Something on my dad's keyboard is touchy, and I keep deleting things as I'm trying to update my journal. That's twice in two days. *pissy*
Anyway. I wrote this in a reply to a post by
jameslentz. I had edited and added to it a great deal, and I think I can remember most of what I did. So, here goes, try 2:
I grabbed an issue of
Bitch: feminist response to pop culture from
jenhowell at the Christmas-card-making party. After reading it, I realized it was the first time I'd read something that actually challenged my mind and made me think, in ages and ages. I was disturbed at how little analytical thinking I do on a daily basis.
I bought a book by
Tom Regan called
A Case for Animal Rights. It's mostly philosophy, something I've never studied. So far I've gotten through the first chapter. It forces me, constantly, to think harder than I have in a long time. It's hard going but I'm enjoying it. And now I know more about Descartes, and Cartesian philosophy, and narrowing down a useful definition of consciousness, in order to actually be able to debate whether or not non-human animals have it.
I'm looking forward to reading later chapters--there's a chapter that's critical of
Peter Singer and his Utilitarian philosophy (not to be confused with Unitarians, although I'm sure there are a few Utilitarian Unitarians, and I dare you to say that three times fast). Peter Singer wrote
Animal Liberation, which was the first book I read that discussed the philosophical underpinnings of being vegan for ethical reasons. It's one thing to say, "I think modern factory farming is mean, so I won't participate," it's another to be able to discuss
why I think animals should have the right to lead lives free of pain caused by humans.

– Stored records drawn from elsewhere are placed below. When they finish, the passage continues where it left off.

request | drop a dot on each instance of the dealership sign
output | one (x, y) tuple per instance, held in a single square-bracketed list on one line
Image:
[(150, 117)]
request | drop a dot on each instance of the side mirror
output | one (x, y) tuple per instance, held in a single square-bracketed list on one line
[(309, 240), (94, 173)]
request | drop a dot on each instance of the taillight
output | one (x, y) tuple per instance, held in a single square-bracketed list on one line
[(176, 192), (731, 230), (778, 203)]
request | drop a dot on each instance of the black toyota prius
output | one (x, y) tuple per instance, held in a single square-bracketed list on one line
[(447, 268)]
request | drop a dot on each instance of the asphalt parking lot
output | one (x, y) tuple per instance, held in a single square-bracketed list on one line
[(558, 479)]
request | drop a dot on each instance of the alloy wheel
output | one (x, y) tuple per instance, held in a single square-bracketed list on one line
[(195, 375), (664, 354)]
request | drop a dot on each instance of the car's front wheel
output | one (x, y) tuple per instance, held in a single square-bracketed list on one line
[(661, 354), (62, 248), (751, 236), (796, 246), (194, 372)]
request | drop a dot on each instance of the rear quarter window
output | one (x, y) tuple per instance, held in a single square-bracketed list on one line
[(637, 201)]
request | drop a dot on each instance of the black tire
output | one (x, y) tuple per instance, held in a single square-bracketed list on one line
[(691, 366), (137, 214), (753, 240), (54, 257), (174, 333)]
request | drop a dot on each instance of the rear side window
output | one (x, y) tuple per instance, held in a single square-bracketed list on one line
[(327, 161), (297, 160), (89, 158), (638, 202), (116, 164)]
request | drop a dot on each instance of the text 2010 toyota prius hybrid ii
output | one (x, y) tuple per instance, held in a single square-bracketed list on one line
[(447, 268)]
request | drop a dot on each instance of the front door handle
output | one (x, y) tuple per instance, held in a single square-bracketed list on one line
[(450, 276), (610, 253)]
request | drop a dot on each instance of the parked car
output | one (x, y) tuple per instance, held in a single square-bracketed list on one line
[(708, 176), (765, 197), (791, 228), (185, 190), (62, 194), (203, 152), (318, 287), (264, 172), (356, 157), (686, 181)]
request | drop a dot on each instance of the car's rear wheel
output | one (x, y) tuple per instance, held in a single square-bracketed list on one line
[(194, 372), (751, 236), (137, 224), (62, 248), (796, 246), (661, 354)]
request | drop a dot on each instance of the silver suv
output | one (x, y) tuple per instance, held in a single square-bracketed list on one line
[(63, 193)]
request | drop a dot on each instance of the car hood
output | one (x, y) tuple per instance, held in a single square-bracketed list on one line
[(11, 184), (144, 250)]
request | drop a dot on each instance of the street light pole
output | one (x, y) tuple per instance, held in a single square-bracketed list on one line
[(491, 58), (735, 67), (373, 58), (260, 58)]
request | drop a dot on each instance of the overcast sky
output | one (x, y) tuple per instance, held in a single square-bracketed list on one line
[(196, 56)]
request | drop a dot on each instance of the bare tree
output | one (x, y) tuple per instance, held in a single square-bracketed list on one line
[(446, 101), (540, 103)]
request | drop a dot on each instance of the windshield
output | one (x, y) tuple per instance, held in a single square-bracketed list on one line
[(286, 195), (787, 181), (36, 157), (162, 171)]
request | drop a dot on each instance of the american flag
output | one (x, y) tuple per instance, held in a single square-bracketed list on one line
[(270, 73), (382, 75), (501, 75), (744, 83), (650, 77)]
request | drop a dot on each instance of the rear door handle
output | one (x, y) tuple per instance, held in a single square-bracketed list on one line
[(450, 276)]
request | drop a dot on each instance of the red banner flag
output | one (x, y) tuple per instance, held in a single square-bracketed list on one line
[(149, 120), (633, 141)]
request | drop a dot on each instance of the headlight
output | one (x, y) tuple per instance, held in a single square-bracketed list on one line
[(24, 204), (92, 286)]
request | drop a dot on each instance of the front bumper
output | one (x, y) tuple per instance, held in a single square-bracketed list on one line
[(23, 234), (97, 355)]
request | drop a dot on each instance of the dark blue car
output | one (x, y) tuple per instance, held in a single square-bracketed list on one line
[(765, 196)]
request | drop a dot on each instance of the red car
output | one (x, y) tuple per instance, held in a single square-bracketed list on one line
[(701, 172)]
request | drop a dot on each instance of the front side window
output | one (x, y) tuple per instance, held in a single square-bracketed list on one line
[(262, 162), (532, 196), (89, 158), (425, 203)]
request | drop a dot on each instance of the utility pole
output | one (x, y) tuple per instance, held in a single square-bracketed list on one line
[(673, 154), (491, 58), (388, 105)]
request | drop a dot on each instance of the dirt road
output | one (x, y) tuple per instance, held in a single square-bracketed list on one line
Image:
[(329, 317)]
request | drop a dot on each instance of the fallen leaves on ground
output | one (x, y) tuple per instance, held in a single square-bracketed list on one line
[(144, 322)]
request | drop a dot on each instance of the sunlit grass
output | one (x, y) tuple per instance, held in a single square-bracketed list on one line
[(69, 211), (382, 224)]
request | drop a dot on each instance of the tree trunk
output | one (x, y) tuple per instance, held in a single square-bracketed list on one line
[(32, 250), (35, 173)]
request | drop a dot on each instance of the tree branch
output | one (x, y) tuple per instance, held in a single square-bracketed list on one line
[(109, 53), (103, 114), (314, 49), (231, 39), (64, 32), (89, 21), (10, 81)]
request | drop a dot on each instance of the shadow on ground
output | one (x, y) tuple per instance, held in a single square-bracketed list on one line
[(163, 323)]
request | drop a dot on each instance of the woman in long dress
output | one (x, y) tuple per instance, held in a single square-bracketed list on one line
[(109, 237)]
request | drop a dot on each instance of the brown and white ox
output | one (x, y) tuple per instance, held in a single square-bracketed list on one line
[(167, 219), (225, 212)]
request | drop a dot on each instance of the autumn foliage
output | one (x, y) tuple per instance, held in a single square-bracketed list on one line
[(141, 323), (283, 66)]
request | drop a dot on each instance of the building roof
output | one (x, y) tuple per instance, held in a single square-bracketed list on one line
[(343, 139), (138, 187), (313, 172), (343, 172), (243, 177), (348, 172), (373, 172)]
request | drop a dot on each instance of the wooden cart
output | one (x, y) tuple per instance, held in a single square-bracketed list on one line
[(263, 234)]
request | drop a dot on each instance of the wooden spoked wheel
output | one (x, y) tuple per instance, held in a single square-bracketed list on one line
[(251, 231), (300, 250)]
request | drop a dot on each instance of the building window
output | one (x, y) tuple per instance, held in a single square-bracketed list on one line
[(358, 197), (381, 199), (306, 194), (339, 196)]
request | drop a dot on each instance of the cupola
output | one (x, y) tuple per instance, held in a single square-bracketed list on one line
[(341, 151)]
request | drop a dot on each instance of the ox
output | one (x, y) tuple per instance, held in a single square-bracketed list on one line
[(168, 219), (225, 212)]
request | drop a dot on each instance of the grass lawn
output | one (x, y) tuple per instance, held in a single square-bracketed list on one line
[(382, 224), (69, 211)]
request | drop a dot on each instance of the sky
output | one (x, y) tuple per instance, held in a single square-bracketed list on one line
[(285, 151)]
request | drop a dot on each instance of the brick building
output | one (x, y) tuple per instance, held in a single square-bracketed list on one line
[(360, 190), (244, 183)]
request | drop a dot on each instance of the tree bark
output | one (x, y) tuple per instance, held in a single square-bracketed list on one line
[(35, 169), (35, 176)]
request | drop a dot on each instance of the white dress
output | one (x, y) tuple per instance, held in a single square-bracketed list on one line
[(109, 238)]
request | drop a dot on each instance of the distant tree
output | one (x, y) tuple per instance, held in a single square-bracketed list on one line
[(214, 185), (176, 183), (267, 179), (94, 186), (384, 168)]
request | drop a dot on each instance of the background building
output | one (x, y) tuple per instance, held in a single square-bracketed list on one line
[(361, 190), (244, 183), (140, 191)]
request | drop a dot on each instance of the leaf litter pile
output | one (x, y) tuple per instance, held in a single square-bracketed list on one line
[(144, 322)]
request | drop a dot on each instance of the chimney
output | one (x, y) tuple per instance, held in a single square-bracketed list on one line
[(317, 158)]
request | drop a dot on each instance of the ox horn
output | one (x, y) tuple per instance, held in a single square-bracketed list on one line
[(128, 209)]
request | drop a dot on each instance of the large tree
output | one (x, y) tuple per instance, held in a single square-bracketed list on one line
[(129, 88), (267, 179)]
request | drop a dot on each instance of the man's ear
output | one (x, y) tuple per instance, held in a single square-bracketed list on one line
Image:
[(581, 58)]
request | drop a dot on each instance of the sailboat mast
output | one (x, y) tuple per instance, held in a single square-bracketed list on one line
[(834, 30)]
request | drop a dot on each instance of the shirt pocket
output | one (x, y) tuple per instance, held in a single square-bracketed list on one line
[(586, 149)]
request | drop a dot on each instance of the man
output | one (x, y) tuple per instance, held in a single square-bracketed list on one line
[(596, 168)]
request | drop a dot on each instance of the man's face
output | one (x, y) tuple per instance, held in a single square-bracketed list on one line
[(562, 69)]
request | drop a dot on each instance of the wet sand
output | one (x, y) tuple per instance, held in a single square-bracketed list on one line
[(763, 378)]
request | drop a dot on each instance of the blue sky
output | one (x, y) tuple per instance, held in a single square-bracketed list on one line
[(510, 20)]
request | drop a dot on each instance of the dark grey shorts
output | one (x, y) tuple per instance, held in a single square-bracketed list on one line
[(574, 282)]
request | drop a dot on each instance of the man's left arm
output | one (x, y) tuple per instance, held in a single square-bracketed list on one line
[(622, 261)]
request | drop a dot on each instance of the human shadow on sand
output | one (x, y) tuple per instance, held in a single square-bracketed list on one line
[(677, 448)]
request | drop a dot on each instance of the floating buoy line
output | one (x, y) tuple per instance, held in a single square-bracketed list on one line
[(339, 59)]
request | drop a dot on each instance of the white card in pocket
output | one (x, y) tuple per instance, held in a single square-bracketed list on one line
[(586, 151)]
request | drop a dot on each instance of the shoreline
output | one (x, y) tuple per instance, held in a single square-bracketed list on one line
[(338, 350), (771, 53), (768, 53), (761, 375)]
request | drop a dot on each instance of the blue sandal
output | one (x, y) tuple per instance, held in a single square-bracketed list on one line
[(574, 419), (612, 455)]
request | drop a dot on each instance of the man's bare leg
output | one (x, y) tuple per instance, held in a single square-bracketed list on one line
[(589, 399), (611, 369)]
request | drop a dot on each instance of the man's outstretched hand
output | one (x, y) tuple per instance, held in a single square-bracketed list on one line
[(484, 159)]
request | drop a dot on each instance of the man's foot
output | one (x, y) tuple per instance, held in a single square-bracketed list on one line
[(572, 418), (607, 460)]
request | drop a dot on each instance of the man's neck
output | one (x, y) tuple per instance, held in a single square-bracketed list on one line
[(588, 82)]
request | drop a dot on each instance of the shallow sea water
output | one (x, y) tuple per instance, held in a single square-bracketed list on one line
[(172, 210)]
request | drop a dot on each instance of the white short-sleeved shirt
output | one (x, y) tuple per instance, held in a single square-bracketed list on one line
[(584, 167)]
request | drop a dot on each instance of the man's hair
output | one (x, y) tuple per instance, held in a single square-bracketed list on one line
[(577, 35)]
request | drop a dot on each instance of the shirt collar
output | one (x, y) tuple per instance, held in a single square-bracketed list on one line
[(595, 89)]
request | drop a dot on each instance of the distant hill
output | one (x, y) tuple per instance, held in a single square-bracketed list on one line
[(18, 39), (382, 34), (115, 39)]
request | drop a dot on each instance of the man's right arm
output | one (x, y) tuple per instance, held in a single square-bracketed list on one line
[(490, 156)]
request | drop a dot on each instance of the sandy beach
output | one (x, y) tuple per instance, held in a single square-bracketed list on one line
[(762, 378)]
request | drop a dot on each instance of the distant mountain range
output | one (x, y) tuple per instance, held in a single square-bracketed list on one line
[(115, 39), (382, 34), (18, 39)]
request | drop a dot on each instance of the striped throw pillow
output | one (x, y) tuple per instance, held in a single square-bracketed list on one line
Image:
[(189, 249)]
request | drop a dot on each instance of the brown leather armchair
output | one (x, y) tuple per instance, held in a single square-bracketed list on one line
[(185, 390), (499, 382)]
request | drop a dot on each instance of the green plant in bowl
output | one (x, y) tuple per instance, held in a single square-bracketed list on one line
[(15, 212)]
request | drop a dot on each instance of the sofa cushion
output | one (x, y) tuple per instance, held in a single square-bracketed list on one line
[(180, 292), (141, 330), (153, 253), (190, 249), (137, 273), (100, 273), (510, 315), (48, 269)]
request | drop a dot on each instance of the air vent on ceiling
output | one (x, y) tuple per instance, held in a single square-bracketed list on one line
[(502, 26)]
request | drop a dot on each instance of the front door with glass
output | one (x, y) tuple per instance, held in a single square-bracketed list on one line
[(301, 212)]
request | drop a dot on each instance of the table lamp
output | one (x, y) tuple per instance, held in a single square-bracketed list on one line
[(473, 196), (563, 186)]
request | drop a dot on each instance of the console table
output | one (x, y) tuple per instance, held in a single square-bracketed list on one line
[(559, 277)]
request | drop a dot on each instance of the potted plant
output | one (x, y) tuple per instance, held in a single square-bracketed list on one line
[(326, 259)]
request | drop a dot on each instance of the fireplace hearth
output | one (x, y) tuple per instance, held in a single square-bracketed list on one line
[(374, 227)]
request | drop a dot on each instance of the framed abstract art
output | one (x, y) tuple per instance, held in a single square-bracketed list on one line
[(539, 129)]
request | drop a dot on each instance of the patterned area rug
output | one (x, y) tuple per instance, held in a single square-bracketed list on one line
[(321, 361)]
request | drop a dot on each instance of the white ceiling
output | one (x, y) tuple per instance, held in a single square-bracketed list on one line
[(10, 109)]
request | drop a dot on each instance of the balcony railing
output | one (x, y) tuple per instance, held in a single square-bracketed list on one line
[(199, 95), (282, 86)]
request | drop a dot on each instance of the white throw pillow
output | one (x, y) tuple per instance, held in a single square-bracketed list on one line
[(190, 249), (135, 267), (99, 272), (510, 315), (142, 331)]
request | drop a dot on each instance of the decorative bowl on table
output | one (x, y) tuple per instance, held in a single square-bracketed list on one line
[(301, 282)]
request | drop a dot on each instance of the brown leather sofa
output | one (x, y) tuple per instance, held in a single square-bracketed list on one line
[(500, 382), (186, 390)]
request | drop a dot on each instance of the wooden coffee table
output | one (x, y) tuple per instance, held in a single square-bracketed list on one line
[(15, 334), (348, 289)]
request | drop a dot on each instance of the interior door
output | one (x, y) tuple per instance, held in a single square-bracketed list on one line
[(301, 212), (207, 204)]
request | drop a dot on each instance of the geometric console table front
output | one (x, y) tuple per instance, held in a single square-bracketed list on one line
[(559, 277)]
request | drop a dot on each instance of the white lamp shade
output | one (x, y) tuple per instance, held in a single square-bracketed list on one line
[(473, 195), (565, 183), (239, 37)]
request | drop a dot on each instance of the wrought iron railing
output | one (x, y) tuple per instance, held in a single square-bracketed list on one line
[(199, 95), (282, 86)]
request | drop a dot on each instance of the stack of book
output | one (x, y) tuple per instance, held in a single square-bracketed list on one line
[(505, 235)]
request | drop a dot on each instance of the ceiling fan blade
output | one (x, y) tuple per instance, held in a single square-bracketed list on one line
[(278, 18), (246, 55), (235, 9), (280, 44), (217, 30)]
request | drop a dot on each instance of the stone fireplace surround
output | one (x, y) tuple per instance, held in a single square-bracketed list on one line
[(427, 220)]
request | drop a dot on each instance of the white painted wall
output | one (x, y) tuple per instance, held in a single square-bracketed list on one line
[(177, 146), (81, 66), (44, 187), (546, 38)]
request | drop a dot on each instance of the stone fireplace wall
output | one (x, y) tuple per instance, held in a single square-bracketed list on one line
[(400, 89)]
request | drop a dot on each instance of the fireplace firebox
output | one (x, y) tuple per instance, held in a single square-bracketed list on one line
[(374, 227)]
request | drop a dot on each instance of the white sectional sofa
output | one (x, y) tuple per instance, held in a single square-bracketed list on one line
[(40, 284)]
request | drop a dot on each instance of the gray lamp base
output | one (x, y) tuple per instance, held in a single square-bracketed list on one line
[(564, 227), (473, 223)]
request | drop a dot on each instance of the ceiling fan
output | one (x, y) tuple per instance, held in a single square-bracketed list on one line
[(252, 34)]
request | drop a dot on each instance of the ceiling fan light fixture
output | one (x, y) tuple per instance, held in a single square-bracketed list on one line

I've been tempted to try and make myself summarize chunks of it, just to make sure I really understood it. I find myself constantly having to reread bits of it, sometimes mouthing it to myself to make sure I'm really reading it, because I have a bad habit of starting to skim when I hit something I didn't get.
I keep thinking I should be a medical transcriptionist because I'd be good at it, and I could make my own hours, and have the ability to do lots of my hobbies and possibly have a business for Renn Faires and SCA/Pirate events. But I keep fearing my brain will rot....and then I think about becoming a nurse, and then I freak out at the amount of school I'd be looking at, especially since I know I wouldn't want to stop at being an RN. That and I fear getting into a career that leaves me too mentally/emotionally exhausted to do anything else.
I may just take a chemistry class this fall (assuming I've paid off PCC by then), and figure that even if I don't end up going to nursing school, it'll keep my brain from rotting to learn something new. I haven't studied chemistry since high school, and I took the "dumbed-down" version of it then. Of all the hard physical sciences, chemistry is the one I find the most fascinating, so it would be a good place to start.
In other news: got a load of laundry started. I keep just doing a load of dark clothes, because then I have plenty of clothes to wear, and then getting lazy about doing the rest. Tomorrow I'll do the lights, and my towels and sheets. I swear. Really.
My mp3 player is having issues. It's either the battery, or the connection to how you charge the battery. If it's just the battery, I'll be relieved, because I won't have to re-upload any music, and even if it's not under warranty, the battery is replaceable and I don't mind paying for it. If it's the connection, I'm going to have to put my music onto it again either way, and either I'll get a new one or I have to buy another one, boooo!!
My dad said he still has the receipt somewhere. Now I just have to poke through the Black Hole that is my room to find the damn box with the instructions, etc., including the warranty.